Whistles glances around, hoping someone will appear and tell him what's going on.
“I want my money back, Whistles.”
Whistles looks askance at him, “You’re dead.”
“Yes, we've covered that.“
“Then why do you need money?”
The stranger’s eyes blaze. Whistles readies his axe.
“AHA-HA-HA-HA!” the stream laughter shakes the shadow. “You know, I always did like you Whistles. You’re a smart guy. A hard worker. You had such potential.”
With a sudden cry, Whistles rushes and swings! The axe passes right thru the evanescent stranger and ricochets off the fence, cleaving bone, flesh and muscle.Whistles crashes to the ground in agony. His screams and life flow out, disappearing into the empty whiteness around him.
“But your choices, Whistles.” the figure says, axe now in hand. “Tsk tsk. You’re choices have been very disappointing.”
“Here!” Whistles digs into his overalls and tosses over many rolls of bills. “Take it! Just leave me alone! Let me live, please!”
"Oh, I’m not going to kill you Whistles.” The smile can be heard if not seen.
“Thank you! Thank you!” he crawls slowly backwards, pushing off his good leg.
Far-off in the fog, another set of footsteps echoes now. More crows gather in the branches overhead, laughing and flapping their wings. Whistles breath is erratic now.
A very tall personage in a top hat, billowing coat and leaning on a scorpion-in-amber tipped cane materializes out of the mist. He gazes down.
“I’ve wanted to meet you for so long.”
Removing his hat, the figure crouches and grasps Whistles hand in enthusiasm.
“Yes, yes! You’ll make an excellent addition, of that I have no doubt.” he stands to address the shade.
“Perhaps I should apologize, Martin.” the top hat is replaced. "I didn't think you had it in you."
“People surprise you everyday, Mr. B." he hands the axe over, "I got the money right here.”
Mr. B pockets the cash..
“And one soul.” Whistles’ victim points. "That's the deal, right?"

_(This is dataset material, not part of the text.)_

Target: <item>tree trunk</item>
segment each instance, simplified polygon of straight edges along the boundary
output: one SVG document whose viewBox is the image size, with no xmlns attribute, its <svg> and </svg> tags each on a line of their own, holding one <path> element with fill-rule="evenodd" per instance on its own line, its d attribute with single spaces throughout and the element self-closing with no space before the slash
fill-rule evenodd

“That was indeed the bargain. You’re free to go, Mr. Reyes.”
Martin Reyes, once only a mere ectoplasmic soul, is himself again. Whole and true. He looks at his hands, feels his face and a delighted grin breaks out. Eyes shining he bows.
“Oh thank you, sir!”
“Tut tut, off with you now.” Mr. B watches him go. “Nice fellow.”
He stoops back to Whistles.
“Now, as for you Mr. McCoy! You and I have to be going as well. It’s short jourmey, don’t worry.”
Whistles complexion is ashen, like the swirling fog. His eyes bulge, showing a lot of white. He licks his lips.
“Who are you?”
Mr. B looks cross.
"You know I was hoping for a bit more out of you, Whistles. You had such potential. How disappointing.”
“Yeah, I’m hearing that a lot lately.”
Mr. B laughs approvingly. The crows shift above in flurries of feathers and rattling branches and soft caws.
“I see what Martin meant about you! Yes, now I’m absolutely sure you’ll fit right in! I’m so glad to have you.”
“Where. . . where are we going?”
Mr. B’s grin is suddenly black and rotting. Whistles can smell feces and necrotic flesh. The mist darkens.
“To a place you've made, Mr. McCoy. A place of wicked horrors and eternal pain. I’ve come to take you there. Give me your hand.”
“Oh, my God!”
“No, I'd thought you figured that out by now.”
Martin Reyes lived into his late nineties. When he died, he was whistling.